Some types of anomalous traffic detection were discussed in Chapter 6 (see p. 0000), but a big data security analytics solution can take the discovery of these anomalous events to the next level. Yes, these solutions do require a great deal more caring and feeding than a traditional SIEM or GRC solution, but the possibilities for incident detection are vastly improved.
Hadoop
Hadoop (hadoop.apache.org) is an open source scalable solution for distributed computing that allows organizations to spread computing power across a large number of systems. The goal with Hadoop is to be able to process large amounts of data simultaneously and return results quickly. Hadoop is a very powerful tool, with a wide range of resources, including security analytics.

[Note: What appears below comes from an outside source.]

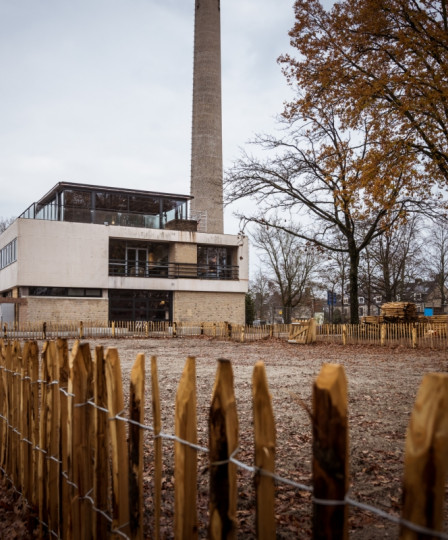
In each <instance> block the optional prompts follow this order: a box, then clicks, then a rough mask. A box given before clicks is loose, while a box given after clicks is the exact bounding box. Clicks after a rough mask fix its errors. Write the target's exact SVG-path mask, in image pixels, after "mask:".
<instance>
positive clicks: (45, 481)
mask: <svg viewBox="0 0 448 540" xmlns="http://www.w3.org/2000/svg"><path fill="white" fill-rule="evenodd" d="M42 380H43V381H44V383H43V387H42V393H41V395H42V407H41V422H40V429H41V431H40V433H41V438H40V447H41V449H42V450H43V451H45V454H43V453H42V452H41V453H40V456H39V476H40V478H39V483H40V484H41V490H42V494H43V498H41V501H40V504H41V505H42V507H43V509H44V510H43V515H44V517H43V518H41V519H42V520H44V521H46V523H48V530H49V531H50V532H51V534H55V533H56V534H59V497H55V493H58V494H59V488H60V485H59V478H60V466H59V457H60V454H59V452H60V392H59V362H58V354H57V349H56V343H55V342H54V341H50V342H46V343H45V344H44V347H43V350H42ZM48 457H53V458H54V460H53V459H48ZM41 510H42V508H40V509H39V511H41Z"/></svg>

The Hadoop framework solves some of the problems with SIEM and GRC platforms mentioned earlier. Because of its distributed nature, Hadoop is able to process a lot of log and unstructured data in a very timely fashion and return those results. That being said, Hadoop is not a database, instead it is a storage and processing system. What that means is that can take data transactions in whatever form and allow the organization to process those transactions across commodity hardware.
Several security vendors, such as RSA (www.rsa.com) and Splunk (www.splunk.com) have already seen the value that Hadoop can bring to security and provide front security front ends to the Hadoop framework.
Conclusion
Correlating data collected internally with a variety of external sources of information and fusing that into a single stream of FINTEL presents a significant challenge to any organization. However, mastering gaining control over these varied datasets significantly improves security across the organization, by increasing situational awareness and response to security events.
One way to improve that fusion is by using emerging cyber threat standards such as OpenIOC, CyBOX, STIX, and TAXII to ensure that all sources of security sharing are communicating using the same framework.
Another option is to use a TIMP as a clearinghouse for all threat intelligence data. The TIMP platform can then translate the different forms of data inputs into a single fused output that can be programmatically delivered to the appropriate security systems.
An alternative, and at times significantly more complex, solution is to migrate to a big data security analytics platform. Big data security analytics platforms are great for collecting any and all data in its raw format in order to provide full context of a security event. Correlation is done based on an understanding of the data structures, rather than forcing the data to comply to the platform structure. These platforms provide a security-focused front end that manages much of the querying and analysis through an easy to use front end. Thus ensuring that security analysts don’t need to be database experts as well.
Whatever methods an organization uses to tie all data sources together into a singular format that can be distributed throughout the network, there will absolutely be improvements in the security posture of the organization.